La Cour des comptes formule plusieurs recommandations pour améliorer l’inclusion scolaire, dont voici les principales :

  1. Assurer le déploiement complet du Livret Parcours Inclusif (LPI) d’ici la rentrée 2025. Ce livret, qui centralise toutes les informations relatives aux parcours des élèves, doit être accessible à l’ensemble des professionnels concernés et interopérable avec les systèmes d’information des MDPH .

  2. Renforcer la formation initiale et continue des enseignants : la Cour appelle à une augmentation significative des heures de formation consacrées aux besoins éducatifs particuliers, ainsi qu’à une multiplication des modules inter-métiers (enseignants, AESH, personnels médico-sociaux) .
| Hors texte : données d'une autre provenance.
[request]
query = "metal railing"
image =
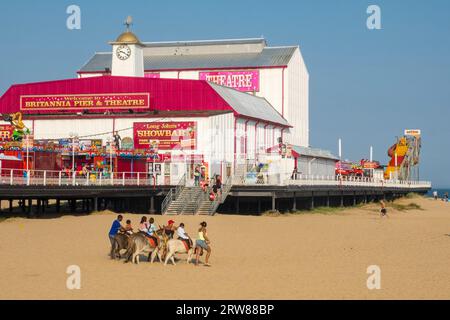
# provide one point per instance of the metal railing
(67, 178)
(22, 177)
(173, 194)
(226, 188)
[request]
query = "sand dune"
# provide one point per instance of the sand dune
(308, 256)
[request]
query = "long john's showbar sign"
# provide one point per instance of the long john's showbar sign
(76, 102)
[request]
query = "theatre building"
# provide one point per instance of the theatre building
(164, 108)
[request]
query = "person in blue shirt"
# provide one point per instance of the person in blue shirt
(115, 228)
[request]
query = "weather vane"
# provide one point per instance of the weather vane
(128, 22)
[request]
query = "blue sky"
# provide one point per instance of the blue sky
(366, 86)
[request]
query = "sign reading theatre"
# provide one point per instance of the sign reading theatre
(165, 135)
(239, 80)
(73, 102)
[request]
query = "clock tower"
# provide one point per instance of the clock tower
(127, 54)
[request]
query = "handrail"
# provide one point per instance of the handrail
(166, 202)
(173, 194)
(69, 178)
(197, 201)
(226, 187)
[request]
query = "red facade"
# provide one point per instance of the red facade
(166, 95)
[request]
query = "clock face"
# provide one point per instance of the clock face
(123, 52)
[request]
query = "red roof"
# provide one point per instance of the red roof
(165, 94)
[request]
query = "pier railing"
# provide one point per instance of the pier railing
(321, 180)
(69, 178)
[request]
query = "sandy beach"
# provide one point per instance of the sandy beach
(303, 256)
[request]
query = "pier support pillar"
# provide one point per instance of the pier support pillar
(152, 205)
(30, 205)
(73, 205)
(38, 206)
  3. Améliorer l’attractivité des certifications spécialisées, comme le CAPPEI (Certificat d’Aptitude Professionnelle aux Pratiques de l’Éducation Inclusive), afin de former davantage d’enseignants spécialisés et mieux répondre aux besoins des élèves en situation de handicape.

  4. Développer les UEE à grande échelle : la Cour insiste sur l’importance de généraliser ces unités d’enseignement externalisées qui permettent une prise en charge adaptée et une meilleure inclusion des élèves en milieu ordinaire .
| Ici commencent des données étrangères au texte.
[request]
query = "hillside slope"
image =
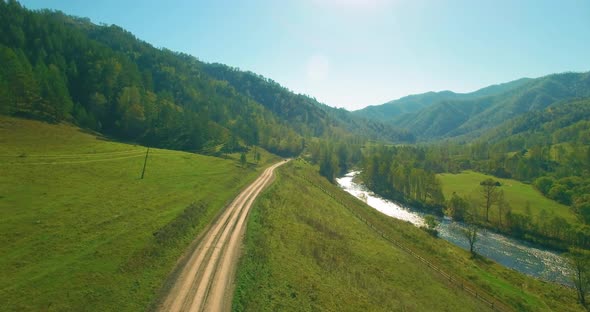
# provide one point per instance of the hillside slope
(393, 110)
(58, 67)
(447, 115)
(79, 229)
(311, 246)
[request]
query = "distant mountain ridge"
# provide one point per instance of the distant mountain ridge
(432, 116)
(413, 103)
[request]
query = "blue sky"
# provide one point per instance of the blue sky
(354, 53)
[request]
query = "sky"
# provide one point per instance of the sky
(355, 53)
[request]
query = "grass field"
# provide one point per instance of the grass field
(306, 252)
(516, 193)
(80, 231)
  5. Accélérer les procédures d’acquisition de matériels pédagogiques adaptés : un groupe de travail est actuellement chargé de simplifier ces procédures, mais des efforts supplémentaires doivent être consentis pour que chaque élève puisse bénéficier du matériel nécessaire à sa scolarisation .


Une école inclusive, un défi atteignable ?

En conclusion, bien que des progrès notables aient été réalisés depuis 2017, l’inclusion scolaire des élèves en situation de handicap reste un chantier inachevé. Le rapport de la Cour des comptes offre une analyse pertinente des défis à relever et des solutions envisageables. La coopération entre le secteur scolaire et médico-social, la meilleure formation des enseignants et AESH, ainsi que le développement des UEE sont des pistes prometteuses pour une inclusion réussie. Cependant, cela nécessitera des investissements conséquents, tant en termes de ressources humaines que financières.


L’école inclusive ne peut être atteinte sans une véritable transformation structurelle, portée par une vision holistique de l’éducation, où chaque enfant, quelle que soit sa situation, trouve sa place et peut s’épanouir. L’inclusion n’est pas simplement une question d’égalité formelle, elle doit être une véritable culture d’acceptation et de soutien, intégrant les besoins spécifiques de chaque élève dans la conception même des pratiques éducatives. Cette approche exige une mobilisation collective, impliquant non seulement les établissements scolaires mais aussi les familles, les collectivités locales et les acteurs du secteur médico-social. Seule une telle dynamique pourra garantir que chaque enfant, quelle que soit sa situation, bénéficie d’une éducation adaptée et respectueuse de ses besoins, permettant ainsi à l’école de remplir pleinement sa mission d’inclusion et d’égalité des chances.